In general, you shouldn't be relying on the vma bounds being aligned to a THP
boundary.

Please correct me if I missed your point.

(I'm not 100% sure this is definitely how it works, but seems the only sane way
to me):

Let's imagine we have a process that maps 4 pages of shared anon memory at VA=64K:

   mmap(64K, 16K, PROT_X, MAP_SHARED | MAP_ANONYMOUS | MAP_FIXED, ...)

Then it forks a child, and the child moves the mapping to VA=68K:

   mremap(64K, 16K, 16K, MREMAP_FIXED | MREMAP_MAYMOVE, 68K)
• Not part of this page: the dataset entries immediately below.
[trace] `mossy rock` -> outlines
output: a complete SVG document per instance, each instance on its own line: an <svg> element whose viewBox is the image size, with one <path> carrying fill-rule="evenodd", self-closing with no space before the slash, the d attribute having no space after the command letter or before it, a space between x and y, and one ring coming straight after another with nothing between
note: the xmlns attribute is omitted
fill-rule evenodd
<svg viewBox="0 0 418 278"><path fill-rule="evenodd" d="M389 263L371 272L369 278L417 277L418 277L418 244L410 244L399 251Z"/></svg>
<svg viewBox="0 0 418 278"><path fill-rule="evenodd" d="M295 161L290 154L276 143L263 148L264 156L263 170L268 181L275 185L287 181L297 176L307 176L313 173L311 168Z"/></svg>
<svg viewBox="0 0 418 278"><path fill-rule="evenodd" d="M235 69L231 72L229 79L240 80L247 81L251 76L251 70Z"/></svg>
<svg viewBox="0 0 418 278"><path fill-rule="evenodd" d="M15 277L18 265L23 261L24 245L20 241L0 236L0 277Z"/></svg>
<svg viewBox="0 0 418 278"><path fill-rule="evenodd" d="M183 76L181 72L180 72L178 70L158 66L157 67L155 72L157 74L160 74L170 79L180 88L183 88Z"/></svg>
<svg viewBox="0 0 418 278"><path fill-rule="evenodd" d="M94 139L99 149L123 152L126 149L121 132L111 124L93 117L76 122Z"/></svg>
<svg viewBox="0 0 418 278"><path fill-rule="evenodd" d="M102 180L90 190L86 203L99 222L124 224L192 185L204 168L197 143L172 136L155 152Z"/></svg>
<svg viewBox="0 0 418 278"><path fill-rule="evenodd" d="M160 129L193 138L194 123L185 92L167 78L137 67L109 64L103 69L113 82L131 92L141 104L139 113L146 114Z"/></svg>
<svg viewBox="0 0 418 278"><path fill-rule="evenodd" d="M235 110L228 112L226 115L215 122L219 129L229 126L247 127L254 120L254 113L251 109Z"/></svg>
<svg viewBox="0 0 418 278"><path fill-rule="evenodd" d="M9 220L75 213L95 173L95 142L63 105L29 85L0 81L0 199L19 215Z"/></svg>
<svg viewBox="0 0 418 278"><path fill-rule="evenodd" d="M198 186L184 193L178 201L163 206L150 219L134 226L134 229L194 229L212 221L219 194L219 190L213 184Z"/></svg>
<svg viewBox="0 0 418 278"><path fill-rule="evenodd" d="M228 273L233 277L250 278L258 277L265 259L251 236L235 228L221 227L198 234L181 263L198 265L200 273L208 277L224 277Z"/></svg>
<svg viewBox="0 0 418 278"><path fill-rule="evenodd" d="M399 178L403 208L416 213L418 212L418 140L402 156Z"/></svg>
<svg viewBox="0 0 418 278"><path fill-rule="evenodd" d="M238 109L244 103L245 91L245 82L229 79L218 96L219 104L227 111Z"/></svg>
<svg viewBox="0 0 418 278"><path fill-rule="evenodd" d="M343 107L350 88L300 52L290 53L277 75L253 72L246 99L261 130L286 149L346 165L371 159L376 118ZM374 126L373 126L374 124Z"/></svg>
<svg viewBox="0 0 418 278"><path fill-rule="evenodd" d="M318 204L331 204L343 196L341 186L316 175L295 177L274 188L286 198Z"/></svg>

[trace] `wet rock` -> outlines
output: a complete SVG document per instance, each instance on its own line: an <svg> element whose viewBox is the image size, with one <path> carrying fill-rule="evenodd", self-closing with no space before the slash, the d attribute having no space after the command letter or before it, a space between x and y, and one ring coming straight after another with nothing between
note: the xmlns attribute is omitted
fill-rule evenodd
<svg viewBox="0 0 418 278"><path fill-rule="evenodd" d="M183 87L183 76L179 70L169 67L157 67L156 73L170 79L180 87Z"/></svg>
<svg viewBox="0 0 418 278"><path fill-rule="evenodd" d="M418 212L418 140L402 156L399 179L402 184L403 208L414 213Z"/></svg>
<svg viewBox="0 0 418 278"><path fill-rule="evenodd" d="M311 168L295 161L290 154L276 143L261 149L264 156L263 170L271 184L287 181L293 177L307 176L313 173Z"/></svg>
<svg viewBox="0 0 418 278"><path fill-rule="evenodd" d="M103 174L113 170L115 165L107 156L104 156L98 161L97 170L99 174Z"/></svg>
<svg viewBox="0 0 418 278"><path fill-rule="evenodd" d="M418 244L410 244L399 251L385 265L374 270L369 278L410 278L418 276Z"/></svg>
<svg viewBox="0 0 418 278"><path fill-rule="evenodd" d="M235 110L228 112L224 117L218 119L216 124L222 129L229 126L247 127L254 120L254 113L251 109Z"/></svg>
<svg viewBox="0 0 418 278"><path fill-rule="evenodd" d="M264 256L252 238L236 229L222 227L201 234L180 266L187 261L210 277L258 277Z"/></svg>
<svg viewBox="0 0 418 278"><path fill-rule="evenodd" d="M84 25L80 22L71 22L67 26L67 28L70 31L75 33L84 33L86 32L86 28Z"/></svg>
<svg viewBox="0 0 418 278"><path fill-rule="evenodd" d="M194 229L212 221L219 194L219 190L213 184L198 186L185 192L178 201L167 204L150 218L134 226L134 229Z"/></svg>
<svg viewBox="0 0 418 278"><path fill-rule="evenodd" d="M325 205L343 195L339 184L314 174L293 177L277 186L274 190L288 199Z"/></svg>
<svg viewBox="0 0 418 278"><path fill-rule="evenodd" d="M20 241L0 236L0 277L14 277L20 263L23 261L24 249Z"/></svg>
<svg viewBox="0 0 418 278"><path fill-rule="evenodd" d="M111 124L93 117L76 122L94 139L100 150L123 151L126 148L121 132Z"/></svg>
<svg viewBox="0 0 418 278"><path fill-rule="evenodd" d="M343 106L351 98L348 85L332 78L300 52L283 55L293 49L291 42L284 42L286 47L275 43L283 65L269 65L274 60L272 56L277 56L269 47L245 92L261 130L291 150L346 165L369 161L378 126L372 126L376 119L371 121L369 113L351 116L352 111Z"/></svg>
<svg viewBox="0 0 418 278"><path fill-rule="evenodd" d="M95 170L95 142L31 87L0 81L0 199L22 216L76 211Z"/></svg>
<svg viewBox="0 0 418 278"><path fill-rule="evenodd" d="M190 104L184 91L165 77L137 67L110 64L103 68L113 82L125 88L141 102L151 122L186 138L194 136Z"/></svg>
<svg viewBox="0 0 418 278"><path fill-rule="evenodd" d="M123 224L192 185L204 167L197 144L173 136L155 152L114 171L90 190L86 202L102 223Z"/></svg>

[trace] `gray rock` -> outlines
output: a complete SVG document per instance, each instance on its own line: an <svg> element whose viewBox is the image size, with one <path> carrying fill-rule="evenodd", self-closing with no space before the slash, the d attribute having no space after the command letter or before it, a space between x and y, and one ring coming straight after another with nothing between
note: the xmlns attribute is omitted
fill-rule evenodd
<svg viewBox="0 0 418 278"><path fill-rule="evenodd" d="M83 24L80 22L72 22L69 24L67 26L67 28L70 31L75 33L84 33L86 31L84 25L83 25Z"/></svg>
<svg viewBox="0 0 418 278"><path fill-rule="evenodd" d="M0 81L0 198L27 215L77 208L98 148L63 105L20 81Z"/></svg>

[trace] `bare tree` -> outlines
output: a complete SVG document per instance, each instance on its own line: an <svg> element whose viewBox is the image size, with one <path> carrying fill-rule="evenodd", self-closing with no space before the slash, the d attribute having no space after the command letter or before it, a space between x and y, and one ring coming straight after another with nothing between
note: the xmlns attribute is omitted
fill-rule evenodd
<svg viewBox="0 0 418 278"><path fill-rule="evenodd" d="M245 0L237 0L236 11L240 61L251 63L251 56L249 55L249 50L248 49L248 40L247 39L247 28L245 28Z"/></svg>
Then the parent writes to address 64K (offset 0 in the shared region); this will
fault and cause a 16K mTHP to be allocated and mapped, covering the whole region
at 64K-80K in the parent.

Then the child reads address 68K (offset 0 in the shared region); this will
fault and cause the previously allocated 16K folio to be looked up and it must
be mapped in the child between 68K-84K. This is not naturally aligned in the child.

For the child, your code will incorrectly calculate start/end as 64K-80K.

OK, so you set MREMAP_FIXED flag, just as David pointed out. Yes, it 
will not aligned in the child for this case. Thanks for the explanation.